Peter M. Tiersma and Lawrence M. Solan’s study of legal consent (and indeed there can be other types of consent) shows how strikingly similar some of the issues are to sexual consent cases. For those who are relatively powerless, there’s a vested interest in staying polite, staying safe, and complying with directions, and so people in these fraught situations tend to be even more linguistically indirect and sound more uncertain. In both kinds of consent there’s a linguistic inequality and selective interpretation between those with the most power and those with the least.
For instance, courts tend to hold suspects to a much higher linguistic standard than the police. Tellingly, while judges will accept a pragmatic reading of indirect police statements such as “Does the trunk open?” as an obvious request for consent, they often will take a suspect’s indirect statements purely literally, such as “Maybe I need a lawyer” or “I think I might need a lawyer,” or “Didn’t you say I have the right to an attorney?” If they really wanted a lawyer, they should have said so, by directly and literally invoking their right to one, according to the courts.
Even if those in positions of power use more polite indirect speech, such as “Do you mind if I check your person?” this will clearly be taken by someone with less power as a command with the threat of the law behind it and almost forces an assumption of tacit consent. Suspects, very often, seem to tacitly consent to searches by going along with police direction, even if they know they have something to hide, and even if they have repeatedly refused consent at any stage. Talk about mixed verbal and non-verbal cues. (Interestingly, by the age of three, children also show a bias towards saying yes to questions, even inappropriately, possibly because of the learned social pressure to comply).

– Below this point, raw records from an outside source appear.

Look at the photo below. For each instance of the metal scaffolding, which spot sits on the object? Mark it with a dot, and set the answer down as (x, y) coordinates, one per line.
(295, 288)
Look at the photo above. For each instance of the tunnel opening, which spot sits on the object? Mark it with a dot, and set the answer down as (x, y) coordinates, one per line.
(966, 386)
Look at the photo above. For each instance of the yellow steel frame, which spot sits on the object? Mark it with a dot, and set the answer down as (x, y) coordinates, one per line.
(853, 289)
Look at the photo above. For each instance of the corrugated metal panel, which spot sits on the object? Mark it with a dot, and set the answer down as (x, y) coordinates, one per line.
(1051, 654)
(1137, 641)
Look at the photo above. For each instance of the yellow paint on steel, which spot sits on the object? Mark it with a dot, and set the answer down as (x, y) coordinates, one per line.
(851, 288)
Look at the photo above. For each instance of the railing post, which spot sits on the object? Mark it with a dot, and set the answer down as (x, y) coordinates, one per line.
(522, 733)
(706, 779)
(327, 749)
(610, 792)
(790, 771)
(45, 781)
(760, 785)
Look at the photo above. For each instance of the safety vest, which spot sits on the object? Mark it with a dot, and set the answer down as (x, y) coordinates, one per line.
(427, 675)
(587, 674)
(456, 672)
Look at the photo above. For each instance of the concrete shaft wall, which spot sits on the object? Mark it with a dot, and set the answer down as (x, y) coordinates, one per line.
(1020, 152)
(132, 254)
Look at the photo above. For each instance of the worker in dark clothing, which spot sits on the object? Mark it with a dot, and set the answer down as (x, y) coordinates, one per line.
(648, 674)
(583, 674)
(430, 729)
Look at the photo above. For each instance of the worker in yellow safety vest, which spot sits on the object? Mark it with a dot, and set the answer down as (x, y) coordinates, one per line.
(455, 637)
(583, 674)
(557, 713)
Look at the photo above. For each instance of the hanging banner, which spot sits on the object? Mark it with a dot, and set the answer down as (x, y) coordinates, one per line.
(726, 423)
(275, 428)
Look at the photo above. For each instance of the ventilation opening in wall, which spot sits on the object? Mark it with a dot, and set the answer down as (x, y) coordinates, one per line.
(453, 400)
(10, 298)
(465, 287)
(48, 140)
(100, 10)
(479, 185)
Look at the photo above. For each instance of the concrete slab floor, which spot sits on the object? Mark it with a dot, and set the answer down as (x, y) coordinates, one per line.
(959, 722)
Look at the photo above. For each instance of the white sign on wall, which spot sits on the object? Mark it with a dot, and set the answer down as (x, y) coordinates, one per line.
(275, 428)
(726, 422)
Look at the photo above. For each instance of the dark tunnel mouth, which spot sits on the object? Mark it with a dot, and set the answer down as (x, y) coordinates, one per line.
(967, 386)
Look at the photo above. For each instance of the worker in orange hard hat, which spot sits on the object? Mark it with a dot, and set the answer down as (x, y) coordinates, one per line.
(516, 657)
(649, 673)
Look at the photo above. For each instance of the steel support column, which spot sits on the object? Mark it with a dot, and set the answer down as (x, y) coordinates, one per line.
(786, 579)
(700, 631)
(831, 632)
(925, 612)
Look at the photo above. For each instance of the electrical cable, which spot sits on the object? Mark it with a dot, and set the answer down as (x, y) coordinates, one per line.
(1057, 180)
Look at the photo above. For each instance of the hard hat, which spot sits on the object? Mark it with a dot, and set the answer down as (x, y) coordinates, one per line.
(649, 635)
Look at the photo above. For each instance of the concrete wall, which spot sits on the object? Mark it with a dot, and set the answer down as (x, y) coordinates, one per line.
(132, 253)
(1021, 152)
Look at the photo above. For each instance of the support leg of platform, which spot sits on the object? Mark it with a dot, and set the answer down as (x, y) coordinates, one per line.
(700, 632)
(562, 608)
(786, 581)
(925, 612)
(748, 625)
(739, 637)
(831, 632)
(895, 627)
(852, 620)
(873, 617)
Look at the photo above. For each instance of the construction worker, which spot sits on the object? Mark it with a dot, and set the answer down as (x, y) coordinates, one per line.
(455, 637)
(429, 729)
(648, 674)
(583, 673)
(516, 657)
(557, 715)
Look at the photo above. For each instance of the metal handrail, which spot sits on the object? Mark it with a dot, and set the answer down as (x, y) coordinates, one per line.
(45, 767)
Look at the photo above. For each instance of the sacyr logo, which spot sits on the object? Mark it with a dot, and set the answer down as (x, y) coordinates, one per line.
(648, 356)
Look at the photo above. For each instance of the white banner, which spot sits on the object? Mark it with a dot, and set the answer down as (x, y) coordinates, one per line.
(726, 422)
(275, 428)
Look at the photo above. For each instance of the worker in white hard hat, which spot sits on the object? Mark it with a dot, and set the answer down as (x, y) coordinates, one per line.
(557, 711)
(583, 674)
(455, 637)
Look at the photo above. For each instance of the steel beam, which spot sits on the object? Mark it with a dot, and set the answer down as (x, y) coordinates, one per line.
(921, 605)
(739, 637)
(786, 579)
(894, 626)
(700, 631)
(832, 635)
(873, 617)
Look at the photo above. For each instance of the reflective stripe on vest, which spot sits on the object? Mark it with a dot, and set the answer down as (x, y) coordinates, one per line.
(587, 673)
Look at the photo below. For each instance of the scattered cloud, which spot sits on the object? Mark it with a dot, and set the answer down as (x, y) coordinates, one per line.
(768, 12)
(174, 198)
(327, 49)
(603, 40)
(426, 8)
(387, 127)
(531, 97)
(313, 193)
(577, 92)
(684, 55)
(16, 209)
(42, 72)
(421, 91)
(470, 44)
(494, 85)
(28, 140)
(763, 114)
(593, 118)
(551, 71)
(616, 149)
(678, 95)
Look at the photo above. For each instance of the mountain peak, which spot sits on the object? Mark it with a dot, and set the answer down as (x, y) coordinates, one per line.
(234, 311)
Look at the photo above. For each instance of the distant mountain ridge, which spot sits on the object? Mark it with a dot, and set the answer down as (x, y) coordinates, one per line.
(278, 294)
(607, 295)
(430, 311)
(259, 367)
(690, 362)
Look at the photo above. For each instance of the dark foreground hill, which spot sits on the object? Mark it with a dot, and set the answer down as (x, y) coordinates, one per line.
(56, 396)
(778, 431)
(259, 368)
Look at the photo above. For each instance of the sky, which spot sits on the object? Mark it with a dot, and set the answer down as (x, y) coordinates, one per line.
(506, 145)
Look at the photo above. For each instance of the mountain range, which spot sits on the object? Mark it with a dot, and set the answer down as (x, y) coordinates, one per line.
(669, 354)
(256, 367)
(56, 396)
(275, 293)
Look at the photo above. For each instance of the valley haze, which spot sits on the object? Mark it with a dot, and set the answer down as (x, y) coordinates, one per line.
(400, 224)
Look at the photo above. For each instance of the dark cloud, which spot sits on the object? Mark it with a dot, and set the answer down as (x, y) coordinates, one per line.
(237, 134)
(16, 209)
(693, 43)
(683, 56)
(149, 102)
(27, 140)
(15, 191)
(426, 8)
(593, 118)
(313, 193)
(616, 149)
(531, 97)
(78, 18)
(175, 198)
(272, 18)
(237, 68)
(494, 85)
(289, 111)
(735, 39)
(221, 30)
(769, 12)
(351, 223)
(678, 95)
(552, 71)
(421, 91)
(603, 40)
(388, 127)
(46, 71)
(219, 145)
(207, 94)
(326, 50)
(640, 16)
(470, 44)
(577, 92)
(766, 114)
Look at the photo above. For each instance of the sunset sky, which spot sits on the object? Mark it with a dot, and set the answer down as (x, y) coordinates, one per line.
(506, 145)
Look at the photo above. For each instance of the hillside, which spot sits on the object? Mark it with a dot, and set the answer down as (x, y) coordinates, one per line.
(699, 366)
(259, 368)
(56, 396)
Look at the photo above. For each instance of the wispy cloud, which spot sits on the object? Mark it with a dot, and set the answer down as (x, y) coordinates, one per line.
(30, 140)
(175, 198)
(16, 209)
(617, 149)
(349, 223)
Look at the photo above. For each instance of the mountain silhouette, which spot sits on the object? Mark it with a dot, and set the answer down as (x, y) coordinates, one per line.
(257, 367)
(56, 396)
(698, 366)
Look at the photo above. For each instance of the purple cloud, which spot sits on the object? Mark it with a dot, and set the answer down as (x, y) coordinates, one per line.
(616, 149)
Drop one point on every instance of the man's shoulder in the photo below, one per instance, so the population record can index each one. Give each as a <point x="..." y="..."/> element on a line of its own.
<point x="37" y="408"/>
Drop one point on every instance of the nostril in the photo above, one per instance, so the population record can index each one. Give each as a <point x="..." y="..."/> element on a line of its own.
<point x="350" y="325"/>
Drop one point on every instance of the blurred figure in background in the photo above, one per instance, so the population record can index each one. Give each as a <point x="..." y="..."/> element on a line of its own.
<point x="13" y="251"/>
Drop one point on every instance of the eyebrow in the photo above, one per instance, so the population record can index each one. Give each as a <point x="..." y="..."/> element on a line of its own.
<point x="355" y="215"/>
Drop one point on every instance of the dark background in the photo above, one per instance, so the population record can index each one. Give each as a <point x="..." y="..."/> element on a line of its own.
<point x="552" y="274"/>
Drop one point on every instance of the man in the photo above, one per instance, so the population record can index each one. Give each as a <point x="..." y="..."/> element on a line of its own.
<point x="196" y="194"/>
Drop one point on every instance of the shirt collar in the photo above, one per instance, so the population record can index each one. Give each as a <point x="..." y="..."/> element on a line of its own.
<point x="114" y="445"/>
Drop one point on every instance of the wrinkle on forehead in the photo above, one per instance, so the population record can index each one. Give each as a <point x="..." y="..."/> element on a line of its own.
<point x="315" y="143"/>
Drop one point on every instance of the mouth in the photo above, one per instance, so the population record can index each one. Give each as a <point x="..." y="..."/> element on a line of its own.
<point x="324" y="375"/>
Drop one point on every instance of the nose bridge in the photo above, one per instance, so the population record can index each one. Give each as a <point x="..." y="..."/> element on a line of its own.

Doesn’t all this indirect speech get confusing? Yes, it’s true that these signals are not always clear, and not everyone can be expected to get them perfectly. Both participants in the conversation have to draw on pragmatic information as well as the relationship and any power dynamics between the parties to understand the performative aspect of what’s being conveyed. So in high-stakes situations that are particularly sensitive to misinterpretation, rather than placing the responsibility on more direct, literal communication coming from just one person, the onus is on both parties to take particular care when it comes to figuring out those murky linguistic cues of consent.